Wie bitte? Der beschwert sich über die darüber, dass man in die Rolle der bösen Taliban schlüpfen kann und auf Deutsche schießen kann?

Sind ja auch so gefährlich die Taliban

Wieviel deutsche Soldaten wurden in Afghanistan getötet? Irgendwas um die 40, oder?

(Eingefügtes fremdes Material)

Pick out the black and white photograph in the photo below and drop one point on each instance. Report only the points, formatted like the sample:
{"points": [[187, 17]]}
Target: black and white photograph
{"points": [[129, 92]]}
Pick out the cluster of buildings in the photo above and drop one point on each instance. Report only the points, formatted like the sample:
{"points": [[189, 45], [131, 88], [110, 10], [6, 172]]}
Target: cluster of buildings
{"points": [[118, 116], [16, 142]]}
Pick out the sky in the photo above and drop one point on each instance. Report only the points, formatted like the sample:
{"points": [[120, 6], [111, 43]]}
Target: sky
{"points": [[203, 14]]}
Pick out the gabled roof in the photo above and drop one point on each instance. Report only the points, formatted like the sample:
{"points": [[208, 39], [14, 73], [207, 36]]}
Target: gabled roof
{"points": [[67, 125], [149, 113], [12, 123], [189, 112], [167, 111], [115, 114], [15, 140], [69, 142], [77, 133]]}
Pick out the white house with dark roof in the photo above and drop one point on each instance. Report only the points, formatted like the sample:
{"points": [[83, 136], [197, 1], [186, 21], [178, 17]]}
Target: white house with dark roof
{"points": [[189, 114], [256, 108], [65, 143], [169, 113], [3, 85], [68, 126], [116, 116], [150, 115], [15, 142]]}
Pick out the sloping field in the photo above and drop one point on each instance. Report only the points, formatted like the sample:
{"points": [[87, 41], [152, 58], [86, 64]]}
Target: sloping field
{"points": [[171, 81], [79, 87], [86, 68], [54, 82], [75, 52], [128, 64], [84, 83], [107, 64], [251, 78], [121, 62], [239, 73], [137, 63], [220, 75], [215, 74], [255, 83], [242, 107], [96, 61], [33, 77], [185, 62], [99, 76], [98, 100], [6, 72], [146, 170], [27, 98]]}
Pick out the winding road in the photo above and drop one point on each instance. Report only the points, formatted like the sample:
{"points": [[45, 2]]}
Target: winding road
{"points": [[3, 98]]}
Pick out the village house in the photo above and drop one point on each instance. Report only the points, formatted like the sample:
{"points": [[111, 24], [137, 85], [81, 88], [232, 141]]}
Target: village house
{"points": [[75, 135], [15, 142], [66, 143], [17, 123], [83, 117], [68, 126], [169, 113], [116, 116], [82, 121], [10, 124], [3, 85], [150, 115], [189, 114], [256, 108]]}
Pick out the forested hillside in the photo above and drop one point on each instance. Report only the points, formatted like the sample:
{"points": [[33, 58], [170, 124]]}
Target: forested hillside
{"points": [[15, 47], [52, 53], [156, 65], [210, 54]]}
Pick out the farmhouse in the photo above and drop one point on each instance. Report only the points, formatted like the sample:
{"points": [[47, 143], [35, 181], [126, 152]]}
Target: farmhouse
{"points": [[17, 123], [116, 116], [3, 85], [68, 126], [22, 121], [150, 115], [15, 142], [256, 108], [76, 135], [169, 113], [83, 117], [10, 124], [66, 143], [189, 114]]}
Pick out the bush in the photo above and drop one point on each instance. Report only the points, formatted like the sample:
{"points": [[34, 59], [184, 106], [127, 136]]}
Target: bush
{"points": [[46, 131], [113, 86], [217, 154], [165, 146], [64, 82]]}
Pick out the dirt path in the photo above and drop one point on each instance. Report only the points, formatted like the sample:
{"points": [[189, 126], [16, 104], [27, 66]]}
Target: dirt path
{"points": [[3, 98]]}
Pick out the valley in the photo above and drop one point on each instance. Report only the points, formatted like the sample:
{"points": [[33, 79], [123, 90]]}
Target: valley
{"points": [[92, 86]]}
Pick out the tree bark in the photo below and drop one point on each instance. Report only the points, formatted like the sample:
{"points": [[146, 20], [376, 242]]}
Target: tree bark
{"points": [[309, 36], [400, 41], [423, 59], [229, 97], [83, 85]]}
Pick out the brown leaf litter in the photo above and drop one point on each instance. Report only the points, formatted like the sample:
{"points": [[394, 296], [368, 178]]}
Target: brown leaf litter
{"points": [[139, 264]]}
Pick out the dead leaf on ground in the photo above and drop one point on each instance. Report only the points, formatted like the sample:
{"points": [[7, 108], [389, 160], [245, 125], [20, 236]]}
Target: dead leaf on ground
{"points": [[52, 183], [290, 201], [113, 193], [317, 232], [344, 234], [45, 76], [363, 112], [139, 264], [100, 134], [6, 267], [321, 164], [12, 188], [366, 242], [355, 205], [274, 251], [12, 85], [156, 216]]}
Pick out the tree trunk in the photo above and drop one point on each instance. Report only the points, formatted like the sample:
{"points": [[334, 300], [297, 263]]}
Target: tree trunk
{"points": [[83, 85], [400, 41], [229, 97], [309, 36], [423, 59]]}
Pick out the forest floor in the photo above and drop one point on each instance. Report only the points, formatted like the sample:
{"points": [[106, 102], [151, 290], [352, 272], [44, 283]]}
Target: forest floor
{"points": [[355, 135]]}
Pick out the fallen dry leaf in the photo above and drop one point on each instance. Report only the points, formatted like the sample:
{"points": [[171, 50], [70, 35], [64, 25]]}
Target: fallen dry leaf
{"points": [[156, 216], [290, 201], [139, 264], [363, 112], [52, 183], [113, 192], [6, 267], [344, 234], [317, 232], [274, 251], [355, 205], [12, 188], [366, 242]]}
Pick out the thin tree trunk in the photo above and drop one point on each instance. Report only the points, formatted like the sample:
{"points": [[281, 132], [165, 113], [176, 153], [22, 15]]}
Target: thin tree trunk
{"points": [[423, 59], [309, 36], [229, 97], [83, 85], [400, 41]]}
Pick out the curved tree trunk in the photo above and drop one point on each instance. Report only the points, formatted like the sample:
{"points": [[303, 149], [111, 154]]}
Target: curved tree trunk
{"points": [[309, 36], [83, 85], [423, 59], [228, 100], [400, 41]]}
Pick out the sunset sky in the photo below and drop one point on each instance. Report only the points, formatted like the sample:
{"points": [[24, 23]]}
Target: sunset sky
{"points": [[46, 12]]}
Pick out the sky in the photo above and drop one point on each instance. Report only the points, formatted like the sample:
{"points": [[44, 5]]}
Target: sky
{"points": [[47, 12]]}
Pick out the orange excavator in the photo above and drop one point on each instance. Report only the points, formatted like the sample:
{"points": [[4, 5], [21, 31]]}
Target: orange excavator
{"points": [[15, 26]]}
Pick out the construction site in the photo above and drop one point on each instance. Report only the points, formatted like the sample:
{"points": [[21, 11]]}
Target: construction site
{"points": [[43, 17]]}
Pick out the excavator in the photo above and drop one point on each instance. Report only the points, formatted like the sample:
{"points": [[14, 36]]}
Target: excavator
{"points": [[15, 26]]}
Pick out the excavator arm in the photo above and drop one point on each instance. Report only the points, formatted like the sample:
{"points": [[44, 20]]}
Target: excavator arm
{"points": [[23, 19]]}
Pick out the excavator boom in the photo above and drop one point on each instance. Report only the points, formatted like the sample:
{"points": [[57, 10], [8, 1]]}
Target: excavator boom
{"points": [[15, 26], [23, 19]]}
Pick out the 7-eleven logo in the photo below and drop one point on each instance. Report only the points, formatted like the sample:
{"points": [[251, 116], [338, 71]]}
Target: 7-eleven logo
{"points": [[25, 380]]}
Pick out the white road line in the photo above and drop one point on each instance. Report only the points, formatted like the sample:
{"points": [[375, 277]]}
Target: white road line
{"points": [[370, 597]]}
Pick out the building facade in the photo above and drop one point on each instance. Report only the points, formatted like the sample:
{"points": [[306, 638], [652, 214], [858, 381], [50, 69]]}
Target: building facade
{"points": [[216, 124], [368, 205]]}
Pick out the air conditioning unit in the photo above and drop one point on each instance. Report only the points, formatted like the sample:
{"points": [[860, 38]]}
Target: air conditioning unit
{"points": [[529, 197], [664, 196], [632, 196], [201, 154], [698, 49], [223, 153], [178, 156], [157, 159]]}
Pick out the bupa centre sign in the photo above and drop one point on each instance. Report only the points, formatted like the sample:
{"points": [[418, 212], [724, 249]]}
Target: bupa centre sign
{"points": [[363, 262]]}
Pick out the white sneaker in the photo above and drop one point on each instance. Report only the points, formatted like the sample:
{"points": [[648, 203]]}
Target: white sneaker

Wenn man bedenkt das durch den unbegründeten, ungerechtfertigten, illegalen Angriffskrieg da unten Millionen Zivilisten unnötig getötet wurden und noch immer getötet werden, erscheinen die 40 doch irgendwie recht wenig.
Alleine bei der Bombardierung der TankLKWs starben mehr Zivilisten als deutsche Soldaten

Bisher hat mich das Spiel gar nicht interessiert, aber mal als Taliban auf Ammis zu schießen, why not? Das wäre mir die 50€ glatt wert^^

Und das sage ich als Soldatensohn, dessen Vater bald nach Afghanistan in den KRIEG muss.


----------



## Shooter (24. August 2010)

*AW: Entsetzen über "Medal of Honor"*



nyso schrieb:


> Bisher hat mich das Spiel gar nicht interessiert, aber mal als Taliban auf Ammis zu schießen, why not? Das wäre mir die 50€ glatt wert^^
> 
> Und das sage ich als Soldatensohn, dessen Vater bald nach Afghanistan in den KRIEG muss.



Nach Afghanistan muss?! 

Ich würde denen im Arsch treten! 

Ich werde mir das Spiel vielleicht dieses Jahr auch zulegen, wenn es nicht verboten wird. Immer hin besser als 60€ für eine Cut Version von dem neuen Call of Duty das trotz Cut noch ab 18 ist


----------



## the_real_Kazoo (24. August 2010)

*AW: Entsetzen über "Medal of Honor"*

Was für ein armes Schauspiel mit überholten Vorstellungen von der Menschenwürde  . Fast sämtliche Argumente entbehren wirklich jeglicher Grundlage...
Interessant ist auch, dass tatsächlich vom "wahrhaftigen Krieg" die Rede ist, wenn in den Medien jedem der "Friedenseinsatz" eingeredet wird.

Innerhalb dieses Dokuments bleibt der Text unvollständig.